St Kilda Football club have announced that there will be no “mad Monday’ celebrations for their club this year, come the end of season over the weekend. Whereas, traditionally, players of clubs not taking part in the football finals, have treated the Monday following the last round of games as a season ending bender, in time honoured Australian tradition; St Kilda player Sam Gilbert told the media that things would be a little tamer than usual at his club. Said Gilbert – “we’ll just get together with the coaching staff and the football department and we’ll just have a nice little sit-down lunch.”
XYZ has learned that the lunch will end with the players joining hands in the ‘circle of love’, a routine whereby eye contact is made and held with each other for a sustained period of time as “Kumbaya” is sung by all. The experience is reportedly a life changing one for some, and is attested to as being overwhelmingly formative by the life coach brought in by the club to assist with implementing AFL policy. In place of the traditional pub crawl, the club has arranged for its players to end the day rotating between classes on ‘finding purpose and mindfulness in your silent centre’, ‘reading and knowing your spiritual aura’, and ‘interpretive dance as a means of stress relief and anger management’.
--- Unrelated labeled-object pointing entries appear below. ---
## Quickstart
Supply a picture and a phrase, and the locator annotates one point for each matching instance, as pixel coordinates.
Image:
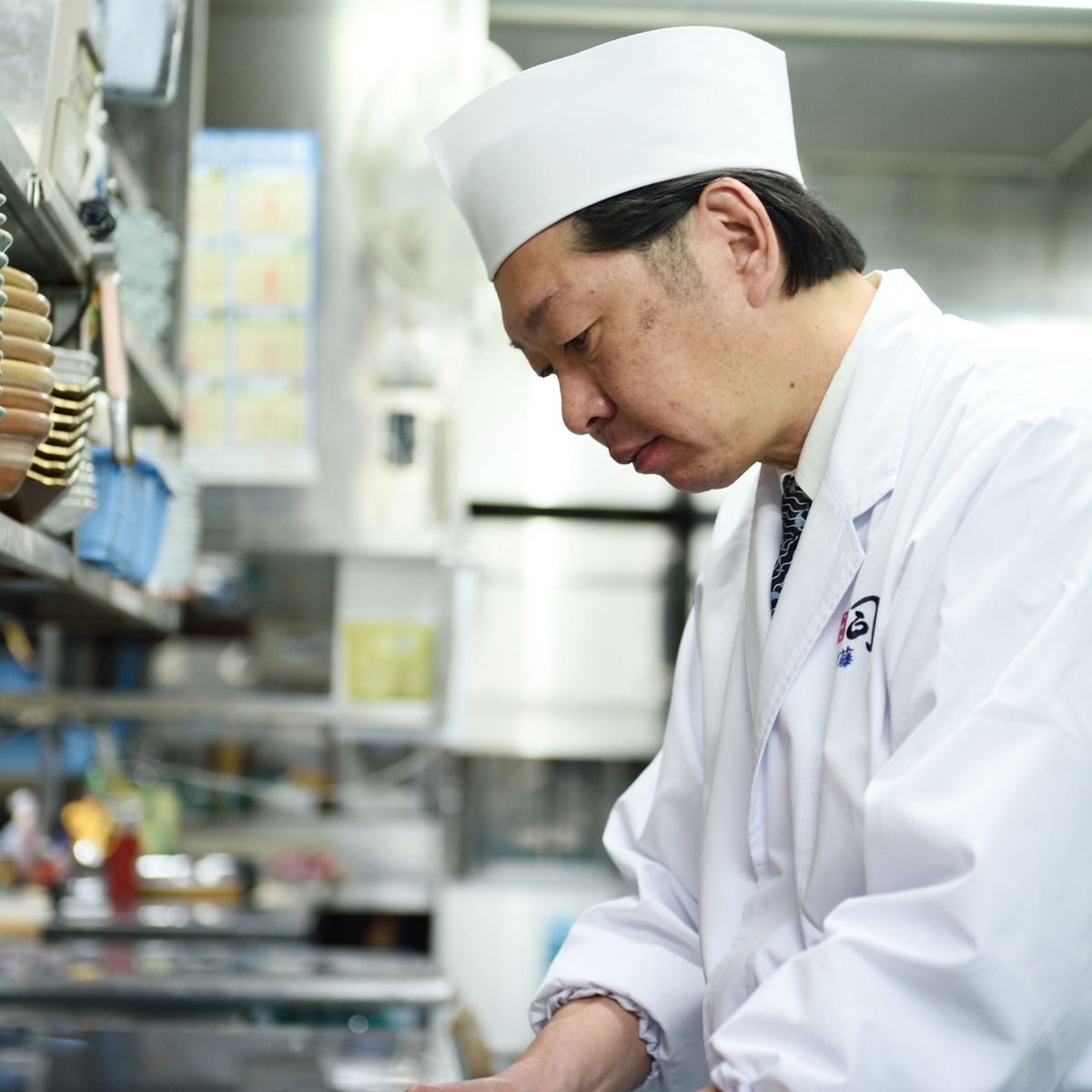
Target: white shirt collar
(814, 454)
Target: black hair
(817, 245)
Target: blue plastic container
(125, 533)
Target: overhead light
(1021, 4)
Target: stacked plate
(25, 371)
(75, 407)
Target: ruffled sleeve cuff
(651, 1033)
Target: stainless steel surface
(180, 921)
(1073, 31)
(399, 722)
(59, 1055)
(50, 243)
(30, 552)
(202, 973)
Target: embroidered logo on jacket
(860, 621)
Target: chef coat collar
(814, 454)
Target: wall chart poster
(250, 311)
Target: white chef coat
(924, 921)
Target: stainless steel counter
(63, 1055)
(213, 975)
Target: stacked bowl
(25, 374)
(75, 408)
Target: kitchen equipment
(21, 431)
(125, 532)
(52, 55)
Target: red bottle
(120, 869)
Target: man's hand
(591, 1046)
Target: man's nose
(584, 405)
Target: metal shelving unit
(44, 580)
(50, 243)
(157, 390)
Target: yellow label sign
(388, 660)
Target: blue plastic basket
(125, 532)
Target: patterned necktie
(794, 511)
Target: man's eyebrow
(535, 316)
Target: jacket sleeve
(966, 962)
(643, 949)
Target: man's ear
(732, 222)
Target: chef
(863, 860)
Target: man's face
(670, 377)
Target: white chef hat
(642, 109)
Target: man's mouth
(642, 457)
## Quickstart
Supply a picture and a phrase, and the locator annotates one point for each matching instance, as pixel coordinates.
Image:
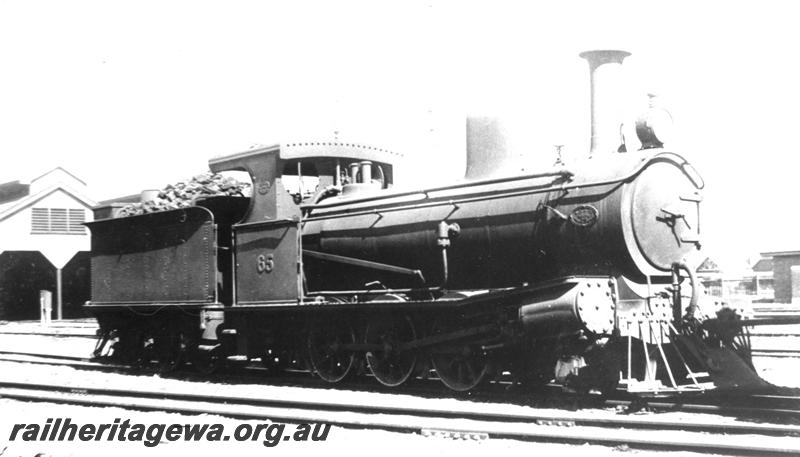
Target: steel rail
(730, 438)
For the saints though, it does not all end on Monday. Instead of an end of season trip to Bangkok, players will take turns roaming the Bourke Street mall in koala suits, seeking donations for the World Wildlife Fund. An AFL spokesperson of ill defined gender expressed the competition’s strong support for the initiative, and told XYZ that it is hoped further initiatives, such as the use of jazz hands instead of applause, might also be rolled out over the course of the next season, to enable players with anxiety conditions to perform at their peak.
Continued the spokesperson – ‘I hope we ultimately reach the day when the captains of the two opposing teams on Grand Final can, not only shake hands at the end of the game, but gay marry in the centre of the MCG, as a sign of just how far we have come as a society, and of the important role the AFL has played in shaping both football, and the wider community.’